Een schok ging door me heen en –
     
Hij had zijn hand ruw losgetrokken van mijn arm. Allebei hijgden we en een grote vlek van bloed bedekte mijn shirt, maar ik kon niet zeggen of dat van mijzelf was of iemand anders.
    
'Laat mij dit doen', beet hij me toe.
    
'Nee', kaatste ik terug.
    
Ik voelde een scherpe steek van pijn en een duw in mijn rug.
    
'Je hebt geen keus, Adelyn. Je moet – '
  
- net zo snel als het was gekomen, verdween het beeld weer.

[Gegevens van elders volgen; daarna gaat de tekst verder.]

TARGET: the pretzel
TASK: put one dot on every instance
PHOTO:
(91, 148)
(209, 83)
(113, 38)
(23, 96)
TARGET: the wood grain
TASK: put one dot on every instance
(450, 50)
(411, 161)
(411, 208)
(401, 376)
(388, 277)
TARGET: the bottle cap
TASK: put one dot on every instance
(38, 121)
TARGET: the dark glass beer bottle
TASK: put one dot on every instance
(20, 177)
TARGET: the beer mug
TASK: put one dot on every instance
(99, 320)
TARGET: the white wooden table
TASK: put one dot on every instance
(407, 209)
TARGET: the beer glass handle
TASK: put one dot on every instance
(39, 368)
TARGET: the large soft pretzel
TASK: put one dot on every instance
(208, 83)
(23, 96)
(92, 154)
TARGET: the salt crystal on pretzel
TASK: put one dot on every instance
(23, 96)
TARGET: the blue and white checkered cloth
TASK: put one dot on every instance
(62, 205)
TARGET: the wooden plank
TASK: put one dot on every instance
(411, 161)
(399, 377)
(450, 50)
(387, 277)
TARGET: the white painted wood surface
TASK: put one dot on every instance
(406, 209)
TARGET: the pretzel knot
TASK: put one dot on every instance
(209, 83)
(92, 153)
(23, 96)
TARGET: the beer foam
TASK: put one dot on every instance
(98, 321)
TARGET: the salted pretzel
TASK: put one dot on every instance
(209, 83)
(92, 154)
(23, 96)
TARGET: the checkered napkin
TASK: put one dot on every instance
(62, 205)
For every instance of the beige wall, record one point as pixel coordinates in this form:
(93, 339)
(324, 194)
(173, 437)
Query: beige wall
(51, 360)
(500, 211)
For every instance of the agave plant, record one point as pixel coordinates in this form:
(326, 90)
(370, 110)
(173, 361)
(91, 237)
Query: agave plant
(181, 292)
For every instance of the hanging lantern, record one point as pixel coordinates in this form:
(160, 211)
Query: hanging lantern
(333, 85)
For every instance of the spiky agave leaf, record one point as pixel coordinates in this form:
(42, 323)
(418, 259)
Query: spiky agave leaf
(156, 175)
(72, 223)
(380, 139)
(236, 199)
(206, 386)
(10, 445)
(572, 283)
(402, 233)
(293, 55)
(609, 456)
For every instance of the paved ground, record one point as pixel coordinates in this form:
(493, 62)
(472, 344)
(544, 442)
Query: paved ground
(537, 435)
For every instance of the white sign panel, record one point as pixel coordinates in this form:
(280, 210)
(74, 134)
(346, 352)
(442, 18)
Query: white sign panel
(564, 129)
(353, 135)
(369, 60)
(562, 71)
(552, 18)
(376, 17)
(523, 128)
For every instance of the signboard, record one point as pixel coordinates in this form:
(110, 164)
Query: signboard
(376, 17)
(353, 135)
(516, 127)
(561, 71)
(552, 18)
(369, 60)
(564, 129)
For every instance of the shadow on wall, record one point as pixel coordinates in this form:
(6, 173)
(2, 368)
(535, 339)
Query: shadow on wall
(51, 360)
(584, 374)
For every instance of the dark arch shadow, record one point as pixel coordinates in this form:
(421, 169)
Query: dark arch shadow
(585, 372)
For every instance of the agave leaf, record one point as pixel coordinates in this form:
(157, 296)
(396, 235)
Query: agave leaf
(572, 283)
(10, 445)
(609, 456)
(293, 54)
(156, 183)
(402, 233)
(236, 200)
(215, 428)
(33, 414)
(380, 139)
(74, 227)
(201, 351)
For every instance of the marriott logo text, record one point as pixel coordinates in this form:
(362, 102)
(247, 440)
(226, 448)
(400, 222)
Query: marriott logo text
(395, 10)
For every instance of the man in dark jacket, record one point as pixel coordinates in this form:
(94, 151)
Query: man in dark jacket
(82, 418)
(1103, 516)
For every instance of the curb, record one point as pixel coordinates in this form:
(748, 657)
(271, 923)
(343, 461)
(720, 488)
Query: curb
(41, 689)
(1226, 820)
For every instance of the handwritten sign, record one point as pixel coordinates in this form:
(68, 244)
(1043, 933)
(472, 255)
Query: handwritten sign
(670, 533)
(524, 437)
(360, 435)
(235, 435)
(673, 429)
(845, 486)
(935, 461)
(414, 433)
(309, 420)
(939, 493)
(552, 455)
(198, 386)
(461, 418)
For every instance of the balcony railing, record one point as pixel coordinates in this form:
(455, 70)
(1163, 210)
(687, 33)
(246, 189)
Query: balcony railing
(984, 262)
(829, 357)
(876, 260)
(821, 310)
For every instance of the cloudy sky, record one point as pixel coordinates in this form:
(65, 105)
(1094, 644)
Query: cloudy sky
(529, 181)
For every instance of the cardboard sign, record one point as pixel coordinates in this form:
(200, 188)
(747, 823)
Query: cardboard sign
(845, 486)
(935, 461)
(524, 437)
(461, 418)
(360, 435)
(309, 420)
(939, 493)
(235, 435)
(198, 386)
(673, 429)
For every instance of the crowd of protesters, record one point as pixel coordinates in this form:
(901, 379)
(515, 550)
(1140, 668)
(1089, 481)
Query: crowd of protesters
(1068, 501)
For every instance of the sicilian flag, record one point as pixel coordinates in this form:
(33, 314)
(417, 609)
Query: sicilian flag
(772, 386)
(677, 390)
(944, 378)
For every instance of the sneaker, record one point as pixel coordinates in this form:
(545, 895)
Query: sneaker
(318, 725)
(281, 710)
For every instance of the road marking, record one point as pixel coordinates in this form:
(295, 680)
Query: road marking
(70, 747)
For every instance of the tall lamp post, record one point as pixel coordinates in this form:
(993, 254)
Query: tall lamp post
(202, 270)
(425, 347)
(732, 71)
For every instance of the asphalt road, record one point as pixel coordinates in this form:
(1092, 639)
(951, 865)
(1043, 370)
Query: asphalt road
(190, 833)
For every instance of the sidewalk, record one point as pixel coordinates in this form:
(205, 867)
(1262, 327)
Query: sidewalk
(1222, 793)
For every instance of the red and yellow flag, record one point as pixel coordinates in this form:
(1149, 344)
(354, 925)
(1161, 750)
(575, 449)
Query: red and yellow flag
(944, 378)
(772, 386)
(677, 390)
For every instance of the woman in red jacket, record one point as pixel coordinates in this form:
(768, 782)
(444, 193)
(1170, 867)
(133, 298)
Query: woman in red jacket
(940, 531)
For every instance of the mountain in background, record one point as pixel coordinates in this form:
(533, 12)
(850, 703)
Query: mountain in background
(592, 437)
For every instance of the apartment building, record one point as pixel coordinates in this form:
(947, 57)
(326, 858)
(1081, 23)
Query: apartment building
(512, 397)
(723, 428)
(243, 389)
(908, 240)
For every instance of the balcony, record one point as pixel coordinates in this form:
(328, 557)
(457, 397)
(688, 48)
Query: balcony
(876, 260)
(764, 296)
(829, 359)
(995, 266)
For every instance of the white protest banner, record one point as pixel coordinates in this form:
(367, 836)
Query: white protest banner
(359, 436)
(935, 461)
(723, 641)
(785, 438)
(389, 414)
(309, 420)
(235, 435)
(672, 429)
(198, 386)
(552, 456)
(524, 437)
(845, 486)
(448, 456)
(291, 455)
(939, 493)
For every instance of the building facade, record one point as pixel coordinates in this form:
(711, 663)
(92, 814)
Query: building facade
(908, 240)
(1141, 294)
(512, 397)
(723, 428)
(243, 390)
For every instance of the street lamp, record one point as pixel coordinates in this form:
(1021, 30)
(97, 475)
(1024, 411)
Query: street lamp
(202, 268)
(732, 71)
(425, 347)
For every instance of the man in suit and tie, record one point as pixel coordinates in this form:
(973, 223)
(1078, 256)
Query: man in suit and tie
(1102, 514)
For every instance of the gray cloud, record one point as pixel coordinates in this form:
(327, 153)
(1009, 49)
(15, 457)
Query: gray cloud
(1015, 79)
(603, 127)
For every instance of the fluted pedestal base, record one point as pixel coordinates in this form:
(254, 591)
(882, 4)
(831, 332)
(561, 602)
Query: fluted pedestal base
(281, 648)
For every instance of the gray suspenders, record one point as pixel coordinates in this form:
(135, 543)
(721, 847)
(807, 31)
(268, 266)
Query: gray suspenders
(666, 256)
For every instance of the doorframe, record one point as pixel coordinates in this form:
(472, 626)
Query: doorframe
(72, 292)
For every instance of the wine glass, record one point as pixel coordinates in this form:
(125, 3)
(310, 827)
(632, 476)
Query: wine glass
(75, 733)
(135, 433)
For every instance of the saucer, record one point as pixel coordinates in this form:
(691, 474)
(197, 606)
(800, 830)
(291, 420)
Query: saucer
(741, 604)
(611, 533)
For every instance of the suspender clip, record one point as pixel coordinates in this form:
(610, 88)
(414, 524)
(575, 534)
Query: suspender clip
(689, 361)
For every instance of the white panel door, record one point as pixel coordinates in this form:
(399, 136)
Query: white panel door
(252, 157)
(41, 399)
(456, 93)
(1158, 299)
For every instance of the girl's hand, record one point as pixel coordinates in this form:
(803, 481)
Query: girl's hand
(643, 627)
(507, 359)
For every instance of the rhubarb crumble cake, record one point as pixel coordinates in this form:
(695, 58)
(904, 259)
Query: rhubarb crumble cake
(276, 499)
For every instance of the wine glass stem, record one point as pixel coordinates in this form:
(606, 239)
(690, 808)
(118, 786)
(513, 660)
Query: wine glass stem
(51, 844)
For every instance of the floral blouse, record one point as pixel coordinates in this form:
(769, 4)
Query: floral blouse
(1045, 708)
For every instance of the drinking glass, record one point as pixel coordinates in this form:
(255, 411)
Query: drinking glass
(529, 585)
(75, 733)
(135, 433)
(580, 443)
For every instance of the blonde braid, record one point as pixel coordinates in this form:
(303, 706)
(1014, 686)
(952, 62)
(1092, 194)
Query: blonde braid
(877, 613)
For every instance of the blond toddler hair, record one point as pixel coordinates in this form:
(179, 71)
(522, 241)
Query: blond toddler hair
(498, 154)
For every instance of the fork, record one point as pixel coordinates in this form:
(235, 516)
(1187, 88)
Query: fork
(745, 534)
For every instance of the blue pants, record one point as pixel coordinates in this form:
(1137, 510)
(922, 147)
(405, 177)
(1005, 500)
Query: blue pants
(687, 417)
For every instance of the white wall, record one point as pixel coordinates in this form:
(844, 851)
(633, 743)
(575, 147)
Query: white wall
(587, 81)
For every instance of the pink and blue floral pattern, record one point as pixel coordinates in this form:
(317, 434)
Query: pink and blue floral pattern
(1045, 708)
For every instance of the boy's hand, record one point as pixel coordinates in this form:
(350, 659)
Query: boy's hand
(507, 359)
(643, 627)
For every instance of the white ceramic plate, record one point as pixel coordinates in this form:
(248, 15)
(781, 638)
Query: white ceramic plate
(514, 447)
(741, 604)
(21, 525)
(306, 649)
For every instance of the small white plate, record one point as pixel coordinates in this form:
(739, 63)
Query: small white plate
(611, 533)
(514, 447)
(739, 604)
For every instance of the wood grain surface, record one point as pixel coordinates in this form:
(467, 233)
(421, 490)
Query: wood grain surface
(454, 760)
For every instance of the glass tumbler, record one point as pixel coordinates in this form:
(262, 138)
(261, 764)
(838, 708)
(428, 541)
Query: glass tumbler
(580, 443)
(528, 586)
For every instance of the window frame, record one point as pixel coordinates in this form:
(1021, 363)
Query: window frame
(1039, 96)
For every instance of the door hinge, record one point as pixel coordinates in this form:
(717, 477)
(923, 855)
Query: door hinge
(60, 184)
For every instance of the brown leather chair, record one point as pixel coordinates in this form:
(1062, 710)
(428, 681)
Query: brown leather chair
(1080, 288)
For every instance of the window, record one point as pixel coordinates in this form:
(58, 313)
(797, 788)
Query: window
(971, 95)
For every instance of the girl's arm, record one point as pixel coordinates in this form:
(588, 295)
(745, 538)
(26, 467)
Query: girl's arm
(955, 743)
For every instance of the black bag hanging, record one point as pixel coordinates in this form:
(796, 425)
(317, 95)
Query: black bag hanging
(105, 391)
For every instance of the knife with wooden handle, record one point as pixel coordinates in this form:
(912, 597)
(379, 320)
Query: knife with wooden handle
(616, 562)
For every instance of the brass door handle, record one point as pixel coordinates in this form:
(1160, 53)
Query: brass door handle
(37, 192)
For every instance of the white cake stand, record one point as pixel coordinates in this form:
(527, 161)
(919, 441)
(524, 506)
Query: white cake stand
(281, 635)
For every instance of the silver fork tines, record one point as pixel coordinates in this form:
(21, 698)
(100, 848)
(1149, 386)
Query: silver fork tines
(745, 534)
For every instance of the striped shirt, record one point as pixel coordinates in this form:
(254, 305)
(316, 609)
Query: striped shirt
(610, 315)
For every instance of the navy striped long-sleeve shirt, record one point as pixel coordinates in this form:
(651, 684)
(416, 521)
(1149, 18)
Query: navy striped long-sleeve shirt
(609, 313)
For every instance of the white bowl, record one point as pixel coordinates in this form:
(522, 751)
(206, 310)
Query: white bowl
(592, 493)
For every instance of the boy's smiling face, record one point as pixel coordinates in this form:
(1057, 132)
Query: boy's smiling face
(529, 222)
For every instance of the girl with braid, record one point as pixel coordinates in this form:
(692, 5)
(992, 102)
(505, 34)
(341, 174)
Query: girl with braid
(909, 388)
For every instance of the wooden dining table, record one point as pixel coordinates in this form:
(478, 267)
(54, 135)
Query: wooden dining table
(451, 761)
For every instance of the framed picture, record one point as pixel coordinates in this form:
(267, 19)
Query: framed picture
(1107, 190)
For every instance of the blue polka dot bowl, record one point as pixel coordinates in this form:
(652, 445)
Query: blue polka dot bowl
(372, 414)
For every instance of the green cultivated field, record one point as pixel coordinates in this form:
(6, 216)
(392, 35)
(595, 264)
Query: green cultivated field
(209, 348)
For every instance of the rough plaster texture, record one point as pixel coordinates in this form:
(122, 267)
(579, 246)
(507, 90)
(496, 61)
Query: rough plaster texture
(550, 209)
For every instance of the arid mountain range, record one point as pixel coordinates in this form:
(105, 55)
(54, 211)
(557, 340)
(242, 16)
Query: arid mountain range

Verward schudde ik mijn hoofd. Wat was dit? Was dit een verloren herinnering of nog een beeld die mijn gedachten teisterde en tot een puinhoop bracht? Of was het meer dan dat?
     
Ryder keek mij nog steeds aan, net als ik hem nog aankeek. Maar ik zag geen verbijstering of verwarring. Alsof... ik de enige was die dat had gezien.
  
Voordat ik de kans kreeg om ons oogcontact te verbreken, zag ik hoe Ryder iets tegen zijn vrienden zei en zich vervolgens afwendde. Zijn intimiderende gestalte kwam mijn kant op, wat werd opgemerkt door Prudence.
   
Hij bereikte ons afgelegen plekje en hield mijn blik vast.
   
'Mag ik haar even lenen?' 

Zijn blik en lichte grijns waren naar Prudence gericht. Ze knikte en maakte een soort wuivend gebaar dat we konden gaan. Ik stond op om met hem mee te lopen, een gebaar die ik een paar weken of maanden terug nooit, maar dan ook nooit, had verwacht.
    
'Wat is er?', vroeg ik, gravend in mijn geheugen of ik een geplande training met hem was vergeten.
   
'Herinner je je nog dat ik zei dat je iets van me zou krijgen?' Zijn donkere wenkbrauwen gingen zachtjes omhoog.
    
Ik snoof. 'Je bedoelt die verrassing, waar je me niks over wilde vertellen?'
    
Hij lachte. 'Juist.'
    
Samen liepen we over het grasveld, terug het Instituut in. Hier en daar wierpen enkele meiden een blik op mij. Ik rook de jaloezie vanaf hier, ook al walgde ik van het idee dat er iets was om jaloers op te zijn.